What is there to be afraid of CETA?
Much like (the Transatlantic Trade and Investment Partnership), CETA’s ultimate ambition is to reduce regulation on business. In practice, this can lead to reducing standards in either the EU or Canada in order to find a compromise between the different standards. This could lead to a race to the bottom in areas such as food safety, public services and environmental regulation. CETA will also allow big business to sue our government if they see their profits threatened by new laws.
Threatening public services
CETA will lock in privatisation of public services, so that future governments find it harder to take health services or the railways back into public hands.
Danger for the climate, food standards and workers’ rights
CETA would give corporations new opportunities to influence laws and weaken important legal protections.
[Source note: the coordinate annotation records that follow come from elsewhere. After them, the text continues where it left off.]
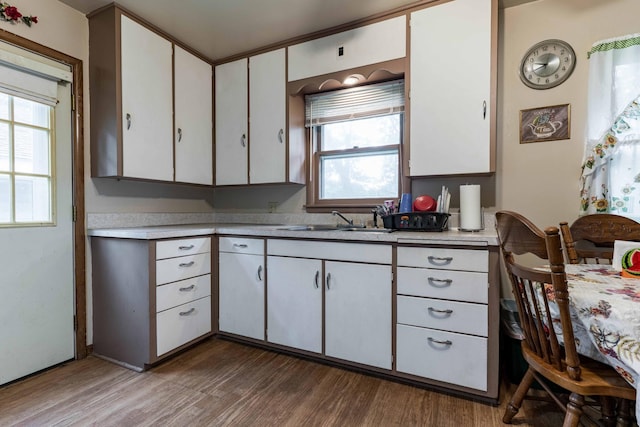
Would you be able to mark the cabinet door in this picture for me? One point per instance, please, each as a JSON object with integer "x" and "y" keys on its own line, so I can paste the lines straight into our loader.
{"x": 147, "y": 103}
{"x": 231, "y": 123}
{"x": 267, "y": 121}
{"x": 358, "y": 313}
{"x": 241, "y": 292}
{"x": 194, "y": 116}
{"x": 294, "y": 302}
{"x": 450, "y": 88}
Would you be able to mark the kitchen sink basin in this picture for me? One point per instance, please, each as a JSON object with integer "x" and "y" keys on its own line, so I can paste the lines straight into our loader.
{"x": 329, "y": 227}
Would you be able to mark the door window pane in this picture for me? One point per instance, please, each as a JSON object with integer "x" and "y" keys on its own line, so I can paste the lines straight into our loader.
{"x": 32, "y": 199}
{"x": 4, "y": 148}
{"x": 30, "y": 112}
{"x": 5, "y": 198}
{"x": 31, "y": 150}
{"x": 26, "y": 150}
{"x": 4, "y": 106}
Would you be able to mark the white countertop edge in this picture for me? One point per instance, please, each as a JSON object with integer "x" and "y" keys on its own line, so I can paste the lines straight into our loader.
{"x": 453, "y": 236}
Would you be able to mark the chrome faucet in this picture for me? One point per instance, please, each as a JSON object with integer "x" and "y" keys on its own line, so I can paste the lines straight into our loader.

That would be bad news for food safety, the environment and workers’ rights.
Secret corporate courts
CETA could introduce the Investor Court System (ICS), which allows Canadian corporations (and US firms based in Canada) to sue our government if they see their profits threatened. In December 2017, the Belgian government submitted a request to the European Court of Justice to ask if the corporate court system proposed in CETA is compatible with EU law. If the EU court rule that it is incompatible, this will require a renegotiation of CETA and the ICS and would be a major blow to the legitimacy of corporate courts. A court opinion is expected in spring/ summer 2019.
No public scrutiny
CETA was negotiated in even more secrecy than TTIP. The negotiation process was started in 2009 and was formally concluded in September 2014. While trade unions, civil society organisations and even our MPs have been largely excluded from negotiations on CETA, big business has enjoyed significant influence throughout the process.
However, such was the pressure built up by the CETA campaign, which was intrinsically linked with the campaign against TTIP, the ratification process in the EU has taken almost three years and still has not been completed.
Next steps
CETA passed in the European parliament on 15 February 2017, and was‘provisionally implemented’ in September 2017. Each member state of the EU has to ratify the deal. If some of it has been enacted and a country votes against it, they will still be subject to the live’ parts of the deal for two further years. If or when the deal is fully approved, however, completely leaving the deal could take up to 20 years.
Between October 2014 and a year later more than 3 million people from all over the EU signed a petition to stop TTIP. It’s clear that that people do not want deals like TTIP and CETA. Our representatives need to start paying attention to those who they are meant to represent.